I was in two of Professor’s Beaney’s classes at the Universtity of Denver in 1975. The first was called Decision Process and the second was Constitutional Criminal Procedure. The first was about who makes legal decisions, how they are supposed to make decisions, and how the rest of us can find them, read them, understand them, and apply them in the practice of law. Criminal Procedure is a much deeper subject and a lot more demanding.
There are, however, a few key principles that are common to both and can be easily learned and remembered. Understanding these underlying principles is key to understanding all the rest.
The first principle is the difference between public policies on the one hand, and legal and judicial principles on the other. Judges pretty much own the ground on legal principles. It is on these principles that judges decide cases and controversies (C&C). That’s right in the U.S. Constitution. The C&C limit is supposed to keep judges from intruding on public policy because those are decisions given by the Constitution to the Executive and Legislative branches. These are the elected brances of government, often called the political branches.
Just as the U.S. House of Representatives has no authority to hear and decide divorce cases, breach of contract lawsuits, or any other sort of legal dispute, the Judicial branches have no authority to make public policy or to intrude on the political branches’ exclusive powers in that area.
Professor Beaney made it easy to understand all this. Judges do not have authority to decide political questions. Those issues are reserved for the political branches staffed by men and women duly elected by the people.
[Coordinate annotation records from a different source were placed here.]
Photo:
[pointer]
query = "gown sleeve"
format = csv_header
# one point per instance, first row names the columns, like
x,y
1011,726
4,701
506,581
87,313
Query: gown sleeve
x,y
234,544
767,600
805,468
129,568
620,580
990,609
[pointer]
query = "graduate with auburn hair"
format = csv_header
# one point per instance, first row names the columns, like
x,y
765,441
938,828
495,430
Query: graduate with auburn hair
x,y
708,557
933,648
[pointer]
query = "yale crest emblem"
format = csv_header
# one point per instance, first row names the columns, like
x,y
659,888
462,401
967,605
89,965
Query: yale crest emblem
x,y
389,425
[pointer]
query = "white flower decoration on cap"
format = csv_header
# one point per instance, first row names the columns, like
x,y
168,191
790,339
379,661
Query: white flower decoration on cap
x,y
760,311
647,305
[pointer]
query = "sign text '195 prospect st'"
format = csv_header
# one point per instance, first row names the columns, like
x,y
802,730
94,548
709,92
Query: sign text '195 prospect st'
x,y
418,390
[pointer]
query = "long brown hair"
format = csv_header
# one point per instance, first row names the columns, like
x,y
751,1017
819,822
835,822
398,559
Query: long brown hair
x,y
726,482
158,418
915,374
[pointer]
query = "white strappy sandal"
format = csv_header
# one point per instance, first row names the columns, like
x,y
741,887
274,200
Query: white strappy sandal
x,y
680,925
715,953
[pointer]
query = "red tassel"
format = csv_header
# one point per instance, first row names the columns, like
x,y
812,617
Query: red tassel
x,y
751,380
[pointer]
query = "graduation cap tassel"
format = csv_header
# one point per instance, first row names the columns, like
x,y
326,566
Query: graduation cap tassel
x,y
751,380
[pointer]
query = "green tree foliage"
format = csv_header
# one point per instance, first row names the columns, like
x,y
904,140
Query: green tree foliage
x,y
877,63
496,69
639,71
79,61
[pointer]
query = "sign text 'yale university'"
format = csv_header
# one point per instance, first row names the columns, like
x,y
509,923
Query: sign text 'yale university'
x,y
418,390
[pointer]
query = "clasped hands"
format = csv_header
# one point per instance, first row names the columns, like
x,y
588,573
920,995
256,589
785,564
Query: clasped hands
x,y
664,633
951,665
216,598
Political questions cannot be answered by courts of law because they do not present a justiciable issue that a judge can decide.
All this simply recognizes that America was founded as a representative republic where the people are self governing in the sense that they elect politicians to represent them in the public policy making process.
Too many judges never learned these things or simply don’t like these principles and do not want to follow them. These are things our forefathers fought and died to achieve. Judges take an oath to serve and defend the U.S. Constitution and the principles it demands before they are sworn in as judges. When they willingly ignore the fundamental ground rules others have struggled to bestow upon us, they breach their oath.
Judges who yearn to be in politics have options available. They can resign from the bench and run for political office.
A judge of the 9th Circuit asked for an en banc hearing (de novo hearing before all the judges) of the 9th Circuit order upholding the Judge in Washington State on Trump’s first executive order. An en banc hearing was denied. That decision is available for you to read here.
Five other judges on the 9th Circuit dissented from the court refusal to hold an en banc hearing. That dissent (scroll down to the second page of the order to find the dissent) explains correctly and succinctly how the judge in Washington State and the 3-judge panel of the 9th Circuit got everything wrong by ignoring settled Constitutional law and instead making a decision based solely on their personal, leftist political ideology.
If reading judicial opinions is not your thing, go to this story at Breitbart where much of Judge Bybee’s dissent is quoted.
If you read the opinion you’ll see Judge Bybee also expressed outrage at those who critiized the judges for exceeding their authority in rendering a political screed under the guise of a judicial ruling. Bybee is wrong on this. If judges don’t want to be held up to intense public scrutiny they have a ready remedy. They can stop acting so recklessly. They can start acting like judges. These are not rulings upon which reasonable people can disagree. These rulings are the product of unprincipled rogues.
See also, Seth Barrett Tillman: Judges have extraordinary public power. They are supposed to be scrutinized, and that includes scrutiny by the wider public. The only legitimate question is whether the scrutiny is fair, not how “intense” it is. The First Amendment does not end at the courthouse door, nor do parties’ First Amendment rights end because they find themselves dragooned into litigation.